When the Run It Once founder issued his heads-up challenge to every human being this side of exoplanet K2-18b, the vast majority of the poker community assumed that he would have the best of it. He is Apollo Creed. Only those for whom poker is as frequent in their lives as a cuppa in the north of England cast him as Rocky.
It seems the apex predator has finally found a predator, and it’s not the man to whom he is stuck close to a million euros.
The Man in the Mirror
Old Jacko once sang, “I’m asking him to change his ways,” and I bet my pet pigeon’s birdseed that this is relevant in the battle between Galfond and Galfond.
Football fans of the 1980s will remember the Norwegian commentator, Bjørge Lillelien, saying:
“Lord Nelson, Lord Beaverbrook, Sir Winston Churchill, Sir Anthony Eden, Clement Attlee, Henry Cooper, Lady Diana – can you hear me? Maggie Thatcher – your boys took a hell of a beating! Your boys took a hell of a beating!”
That’s what happened when Galfond pressed pause on his heads-up match with VeniVidi1993, €900,240.17 in the red through 15 sessions. The boy had taken one hell of a beating.
Galfond needed to regroup and refocus.
Was he masquerading as a shark?
Was Luke Schwartz right when he called him a ‘washed up nice guy?”
Plagued with self-doubt, Galfond had to ask those questions and more. He had to start believing that he was enough. He had to let go of who he is supposed to be, and be who he is.

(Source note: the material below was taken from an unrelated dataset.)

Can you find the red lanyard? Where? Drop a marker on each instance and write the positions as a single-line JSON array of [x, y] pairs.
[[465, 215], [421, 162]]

Throughout his match, Galfond showed tremendous courage, bravery and resilience, and now, he’s delving into his stores of vulnerability. When Galfond holds up a mirror, I believe he likes what he sees. It’s a different story when he holds that mirror up to his detractors.
When he took a sabbatical, there was so much at stake.
All that changes thanks to a single sentence.
He’s already won.
Everyone was watching the wrong fight.